Over those billions, France has also frozen real estate - around 30 properties - which amount up to half a billion euros, including apartments owned by Russian citizens, as told by Le Maire.
"In total, this is almost a billion euros, or 850 million euros, that we have frozen," Le Maire added.
Since February 24, West-led sanctions have bombarded both the Russian financial and energy sectors.
Read more: EU officials plan to funnel funds from seized Russian assets to Ukraine
European officials have seized billions of euros in Russian property and assets in recent weeks, and if US and EU officials are to be believed, more is on the way.
In Italy, officials have seized assets worth €780 million ($862 million) in the last two weeks.
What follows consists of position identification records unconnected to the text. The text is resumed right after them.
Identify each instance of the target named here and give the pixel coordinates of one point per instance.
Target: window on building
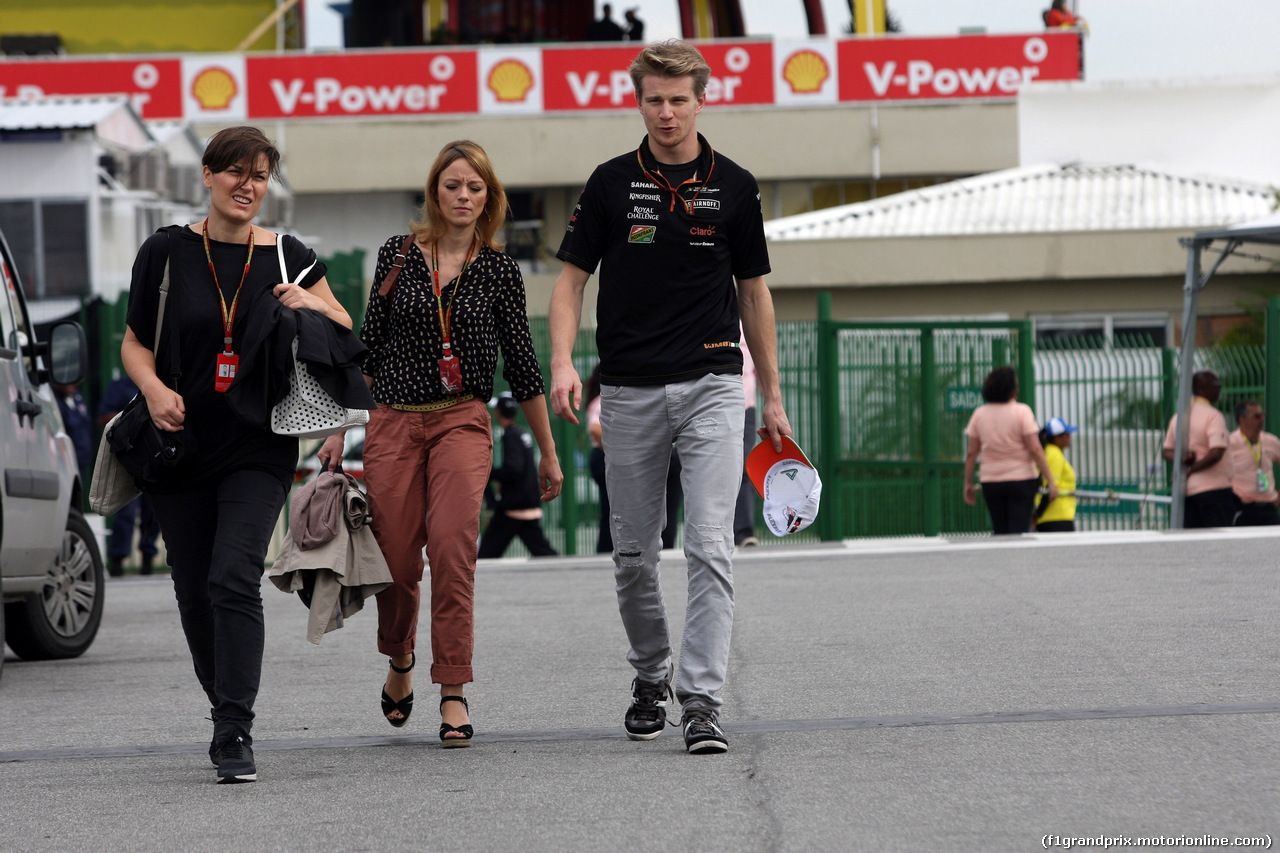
(50, 245)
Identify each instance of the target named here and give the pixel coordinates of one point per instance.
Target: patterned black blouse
(402, 332)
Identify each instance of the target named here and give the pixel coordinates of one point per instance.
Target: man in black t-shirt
(671, 226)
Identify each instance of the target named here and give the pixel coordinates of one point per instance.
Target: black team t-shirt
(667, 309)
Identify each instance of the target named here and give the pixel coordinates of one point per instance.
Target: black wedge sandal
(466, 730)
(406, 705)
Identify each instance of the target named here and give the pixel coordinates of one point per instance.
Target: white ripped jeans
(703, 418)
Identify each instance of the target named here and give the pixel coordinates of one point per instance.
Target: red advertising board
(586, 78)
(402, 83)
(425, 82)
(891, 69)
(154, 85)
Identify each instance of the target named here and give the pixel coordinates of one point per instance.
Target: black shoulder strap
(174, 349)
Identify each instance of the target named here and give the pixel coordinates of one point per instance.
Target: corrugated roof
(58, 113)
(1036, 200)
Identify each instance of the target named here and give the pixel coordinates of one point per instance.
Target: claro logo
(920, 77)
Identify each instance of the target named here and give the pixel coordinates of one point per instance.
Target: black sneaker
(236, 761)
(647, 716)
(703, 733)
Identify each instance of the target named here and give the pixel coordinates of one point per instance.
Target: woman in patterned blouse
(434, 329)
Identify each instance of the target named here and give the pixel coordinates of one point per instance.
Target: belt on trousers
(432, 406)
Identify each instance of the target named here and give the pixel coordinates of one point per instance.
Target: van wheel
(63, 617)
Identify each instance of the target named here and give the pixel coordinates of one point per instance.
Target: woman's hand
(295, 296)
(168, 410)
(330, 452)
(549, 477)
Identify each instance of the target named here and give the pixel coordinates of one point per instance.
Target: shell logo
(805, 71)
(214, 87)
(511, 80)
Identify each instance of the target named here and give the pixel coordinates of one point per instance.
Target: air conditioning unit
(149, 172)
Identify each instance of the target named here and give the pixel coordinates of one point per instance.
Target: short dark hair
(241, 146)
(1242, 409)
(1000, 386)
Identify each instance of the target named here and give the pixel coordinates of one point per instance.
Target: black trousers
(1010, 505)
(216, 541)
(503, 528)
(1214, 509)
(1253, 515)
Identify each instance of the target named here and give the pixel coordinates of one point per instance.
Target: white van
(50, 566)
According to Dutch Central Bank Manager Klaas Knot, €194 million in the last week alone. And now, amid the rush for Russian cash, EU officials are attempting to channel the funds into a so-called "war reparations fund" for Ukraine's struggling regime, according to a Bloomberg story.
The EU has been working closely with the US in the face of widespread mainstream western condemnation of Russia's ongoing special military operation aimed at demilitarizing and de-nazifying Ukraine, which was prompted by near-constant attacks on Russian-speaking communities in eastern Ukraine, which have killed well over 14,000 people since 2014.
US Treasury Secretary Janet Yellen and Attorney General Merrick Garland announced on Wednesday the formation of a "task force" to "seize and freeze" assets belonging to "REPO," or "Russian Elites, Proxies, and Oligarchs."
Pressure campaign against Russia
The measures are part of an ongoing economic pressure campaign on Russian individuals, primarily by NATO-aligned nations. Official announcements portrayed the move as an initiative to "identify, constrain, freeze, seize, and, where appropriate, confiscate or forfeit" the assets of Russians suspected of having ties to the Russian government.
Only a day later, the EU declared a "Freeze and Seize" operation to collaborate with the US and coordinate Western cooperation. The so-called "task forces" are said to work alongside a previously disclosed US Justice Department-led program called "KleptoCapture," which aims to seize finances and assets from persons deemed "Putin affiliates" by Western governments.